Business News of 2014-07-08

Economic crisis hits bank deposits

The country’s deepening economic crisis is impacting negatively on the ability of Ghanaians to save. Many people are now concerned with surviving the moment rather than long-term planning. The Finder’s investigations have revealed that the queues associated with banking halls have reduced drastically.

People only go to banks to withdraw money, rather than to save. The investigations, which were conducted over the months of May and June, involved 12 banks across the country. A cross-section of people told The Finder that their earnings hardly last for two weeks, citing persistent increase in the prices of goods and services as the main reason for their predicament.

The respondents, made up of private and public sector workers, said they only go to the banks to withdraw money when their salaries are paid. “These days, we have to withdraw all money to enable us buy foodstuffs and other essential items as the continuous depreciation of the cedi affects prices,” one customer told The Finder.

Some banking officials told The Finder that deposits have dropped by about 40% in the last few months. The bankers told The Finder that banking halls now only experience long queues during the end of the month when people rush to withdraw their salaries. They explained that many Ghanaians have reduced their savings while others have completely wiped out their savings due to increasing financial pressures.

“The government thinks it can get blood from a stone, but if you squeeze a stone too hard you will eventually smash it to pieces,” one banker said. “Anything people have had saved up is being completely eroded away,” another banker said. The bankers expressed fear that if the current situation should continue to the end of the year, it may pose liquidity challenges for the banks.

The nurturing of a savings culture would serve as the basis for individual capital mobilisation for accelerated growth and development. The banks are, however, striving to effectively manage the little savings in order to grant loans to customers.

Already, the proliferation of the Non-Bank Financial Institutions (NBFIs) has taken financial intermediation closer to the ordinary Ghanaian and thus taking advantage of cheap deposit, which is currently making it difficult for commercial banks to rake in cheap deposits. Consequently, commercial banks embarked on aggressive promotions as a marketing strategy to attract customers and to absorb the lost deposit since the MFIs do not have enough resources to embark on similar promotions.

For example, HFC Homesave Promotion, which is aimed at rewarding loyal customers with their homes, offers the public the opportunity to cultivate and develop a good savings habit, with the possibility of owning a home, by depositing a minimum of GH¢200 in their HFC Homesave, Smartsave, Life Starter and Current Accounts.

This is expected to grow and maintain an average balance of GH¢1,200 for three months. Also, Access Bank’s Easy Access Promo is another deposit type with the campaign of rewarding loyal customers of the bank, and seeks to deepen the saving culture in Ghana by empowering individuals to save, own and operate their own accounts.

Customers must deposit GH?200 in their account to qualify for any of the draws, or maintain a minimum of GH?500 or more in their accounts. CAL Bank’s promotion required customers to deposit multiples of GH¢300 and maintain a balance of GH¢1,500 for 30 days before qualifying.

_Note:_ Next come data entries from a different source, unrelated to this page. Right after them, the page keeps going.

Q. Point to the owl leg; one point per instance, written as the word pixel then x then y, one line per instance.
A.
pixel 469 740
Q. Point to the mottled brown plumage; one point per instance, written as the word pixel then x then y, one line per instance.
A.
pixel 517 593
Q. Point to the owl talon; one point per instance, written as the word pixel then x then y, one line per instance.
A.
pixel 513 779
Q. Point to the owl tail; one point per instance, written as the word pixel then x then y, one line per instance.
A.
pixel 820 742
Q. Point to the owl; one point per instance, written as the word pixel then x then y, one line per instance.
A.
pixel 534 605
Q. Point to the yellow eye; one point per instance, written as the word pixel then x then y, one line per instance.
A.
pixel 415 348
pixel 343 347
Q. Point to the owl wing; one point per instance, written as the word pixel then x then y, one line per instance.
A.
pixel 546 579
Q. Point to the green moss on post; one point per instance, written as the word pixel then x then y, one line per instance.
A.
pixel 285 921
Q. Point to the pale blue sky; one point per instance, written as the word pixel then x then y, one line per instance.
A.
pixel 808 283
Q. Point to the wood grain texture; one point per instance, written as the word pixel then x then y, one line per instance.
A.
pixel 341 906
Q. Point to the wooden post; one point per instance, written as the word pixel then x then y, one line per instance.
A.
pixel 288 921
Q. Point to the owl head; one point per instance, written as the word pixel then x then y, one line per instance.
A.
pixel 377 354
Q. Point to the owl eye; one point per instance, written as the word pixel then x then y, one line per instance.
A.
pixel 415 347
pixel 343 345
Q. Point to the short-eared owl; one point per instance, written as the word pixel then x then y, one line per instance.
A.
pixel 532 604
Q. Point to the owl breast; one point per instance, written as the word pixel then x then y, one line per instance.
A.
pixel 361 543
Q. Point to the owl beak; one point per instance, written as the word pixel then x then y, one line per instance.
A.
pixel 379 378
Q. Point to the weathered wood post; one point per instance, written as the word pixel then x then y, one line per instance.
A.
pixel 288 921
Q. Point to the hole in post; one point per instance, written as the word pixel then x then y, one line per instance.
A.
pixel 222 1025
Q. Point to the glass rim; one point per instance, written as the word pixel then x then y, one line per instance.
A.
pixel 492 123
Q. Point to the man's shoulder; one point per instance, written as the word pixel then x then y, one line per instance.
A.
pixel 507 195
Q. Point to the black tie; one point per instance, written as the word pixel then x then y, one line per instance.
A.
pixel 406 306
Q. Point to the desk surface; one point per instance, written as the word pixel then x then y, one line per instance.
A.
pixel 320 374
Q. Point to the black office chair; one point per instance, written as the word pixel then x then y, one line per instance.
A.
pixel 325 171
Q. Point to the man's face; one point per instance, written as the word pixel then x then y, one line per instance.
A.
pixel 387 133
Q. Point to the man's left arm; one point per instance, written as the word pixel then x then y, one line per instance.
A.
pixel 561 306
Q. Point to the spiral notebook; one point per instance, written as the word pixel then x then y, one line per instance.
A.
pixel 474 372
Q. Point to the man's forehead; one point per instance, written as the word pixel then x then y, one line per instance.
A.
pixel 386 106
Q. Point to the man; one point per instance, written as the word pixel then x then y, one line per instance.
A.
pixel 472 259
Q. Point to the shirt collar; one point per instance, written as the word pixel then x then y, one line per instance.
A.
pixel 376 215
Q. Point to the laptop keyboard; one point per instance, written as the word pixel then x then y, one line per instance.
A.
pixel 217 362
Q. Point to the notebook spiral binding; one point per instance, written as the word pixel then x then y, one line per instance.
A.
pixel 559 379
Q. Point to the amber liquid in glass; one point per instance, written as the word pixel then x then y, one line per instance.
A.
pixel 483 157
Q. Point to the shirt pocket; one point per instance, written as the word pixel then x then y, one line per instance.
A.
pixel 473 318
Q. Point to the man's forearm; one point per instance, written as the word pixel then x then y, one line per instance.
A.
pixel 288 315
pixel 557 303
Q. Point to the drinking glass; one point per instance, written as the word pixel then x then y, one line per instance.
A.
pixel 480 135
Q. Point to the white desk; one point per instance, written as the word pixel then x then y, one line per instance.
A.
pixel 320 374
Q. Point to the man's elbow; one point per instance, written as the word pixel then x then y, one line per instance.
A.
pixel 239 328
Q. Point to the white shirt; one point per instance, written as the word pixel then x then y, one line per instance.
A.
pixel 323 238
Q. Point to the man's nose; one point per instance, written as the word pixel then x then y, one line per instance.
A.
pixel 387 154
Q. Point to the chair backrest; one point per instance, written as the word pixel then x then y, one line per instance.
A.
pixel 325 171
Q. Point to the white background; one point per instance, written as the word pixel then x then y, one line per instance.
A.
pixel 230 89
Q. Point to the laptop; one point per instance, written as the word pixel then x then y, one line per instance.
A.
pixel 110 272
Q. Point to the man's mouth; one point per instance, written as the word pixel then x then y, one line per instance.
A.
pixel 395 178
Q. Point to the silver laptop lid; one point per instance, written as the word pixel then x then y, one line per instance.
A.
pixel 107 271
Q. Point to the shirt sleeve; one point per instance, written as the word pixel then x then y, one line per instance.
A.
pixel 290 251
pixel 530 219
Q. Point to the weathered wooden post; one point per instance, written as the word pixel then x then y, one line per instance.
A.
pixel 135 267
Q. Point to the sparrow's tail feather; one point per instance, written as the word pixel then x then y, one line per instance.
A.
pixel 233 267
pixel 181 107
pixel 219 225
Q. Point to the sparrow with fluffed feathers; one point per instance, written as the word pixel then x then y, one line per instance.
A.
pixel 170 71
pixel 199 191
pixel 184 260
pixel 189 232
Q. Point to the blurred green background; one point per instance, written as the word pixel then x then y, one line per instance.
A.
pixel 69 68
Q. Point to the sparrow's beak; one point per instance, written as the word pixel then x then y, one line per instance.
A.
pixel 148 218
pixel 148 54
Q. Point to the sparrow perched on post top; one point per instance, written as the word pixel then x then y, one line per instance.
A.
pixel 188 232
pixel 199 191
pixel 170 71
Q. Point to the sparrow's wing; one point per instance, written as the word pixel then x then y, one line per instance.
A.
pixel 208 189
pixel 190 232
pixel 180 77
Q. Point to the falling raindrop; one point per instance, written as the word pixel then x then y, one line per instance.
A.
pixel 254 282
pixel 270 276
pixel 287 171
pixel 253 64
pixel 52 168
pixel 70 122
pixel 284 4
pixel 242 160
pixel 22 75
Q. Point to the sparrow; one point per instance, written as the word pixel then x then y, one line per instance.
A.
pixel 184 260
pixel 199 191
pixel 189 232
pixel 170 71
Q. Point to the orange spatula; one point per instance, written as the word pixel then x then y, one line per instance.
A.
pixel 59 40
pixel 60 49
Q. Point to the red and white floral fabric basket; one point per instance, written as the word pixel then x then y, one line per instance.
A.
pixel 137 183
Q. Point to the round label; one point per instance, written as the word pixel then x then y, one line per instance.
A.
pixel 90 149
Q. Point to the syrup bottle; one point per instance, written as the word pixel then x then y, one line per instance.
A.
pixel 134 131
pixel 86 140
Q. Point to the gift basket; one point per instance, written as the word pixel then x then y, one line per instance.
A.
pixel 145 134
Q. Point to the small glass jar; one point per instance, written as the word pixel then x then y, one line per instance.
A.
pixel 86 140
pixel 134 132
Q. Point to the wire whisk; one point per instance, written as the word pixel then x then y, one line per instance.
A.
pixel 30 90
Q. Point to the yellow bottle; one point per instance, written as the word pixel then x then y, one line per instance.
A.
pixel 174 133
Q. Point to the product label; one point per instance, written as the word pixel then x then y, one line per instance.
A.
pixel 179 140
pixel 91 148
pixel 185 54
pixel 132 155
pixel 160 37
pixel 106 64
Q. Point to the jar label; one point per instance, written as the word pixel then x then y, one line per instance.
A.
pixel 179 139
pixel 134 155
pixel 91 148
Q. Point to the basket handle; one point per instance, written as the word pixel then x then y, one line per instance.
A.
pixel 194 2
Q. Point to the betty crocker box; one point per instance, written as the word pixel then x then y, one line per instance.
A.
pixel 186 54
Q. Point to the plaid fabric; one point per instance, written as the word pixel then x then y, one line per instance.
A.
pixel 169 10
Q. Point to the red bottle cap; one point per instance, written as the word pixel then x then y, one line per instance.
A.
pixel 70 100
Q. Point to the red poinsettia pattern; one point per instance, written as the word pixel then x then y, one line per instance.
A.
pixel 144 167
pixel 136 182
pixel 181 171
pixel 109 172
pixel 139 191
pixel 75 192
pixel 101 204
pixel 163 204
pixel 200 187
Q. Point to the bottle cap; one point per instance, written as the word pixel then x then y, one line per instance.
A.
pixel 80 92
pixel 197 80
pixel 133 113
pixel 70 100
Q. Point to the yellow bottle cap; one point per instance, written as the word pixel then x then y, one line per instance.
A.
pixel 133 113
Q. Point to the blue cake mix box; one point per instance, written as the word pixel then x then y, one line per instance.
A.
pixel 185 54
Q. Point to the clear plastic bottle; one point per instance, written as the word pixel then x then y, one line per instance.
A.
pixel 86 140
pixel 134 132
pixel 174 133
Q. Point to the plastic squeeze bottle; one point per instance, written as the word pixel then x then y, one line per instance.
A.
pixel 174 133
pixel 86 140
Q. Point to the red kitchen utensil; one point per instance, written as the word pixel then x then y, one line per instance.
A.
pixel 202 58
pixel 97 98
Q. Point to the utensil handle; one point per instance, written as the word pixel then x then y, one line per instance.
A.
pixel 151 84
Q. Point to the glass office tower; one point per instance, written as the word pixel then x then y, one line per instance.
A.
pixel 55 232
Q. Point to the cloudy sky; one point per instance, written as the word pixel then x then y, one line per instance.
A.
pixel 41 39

UniBank’s Dream and Drive Aseda Nkoaa Promotion was no different, with customers qualifying after depositing a minimum of GH¢200 at any uniBank branch in the country. All theses promotional activities to drive deposits mobilisation abound on the market as part of moves by the banks to compete with non-bank financial institutions who promise high interest on deposits.

However, it seems the current financial crisis has rendered such promotions useless following the reported drop in savings. Therefore, the current trend of dwindling deposits being experienced by the commercial banks threatens the economy.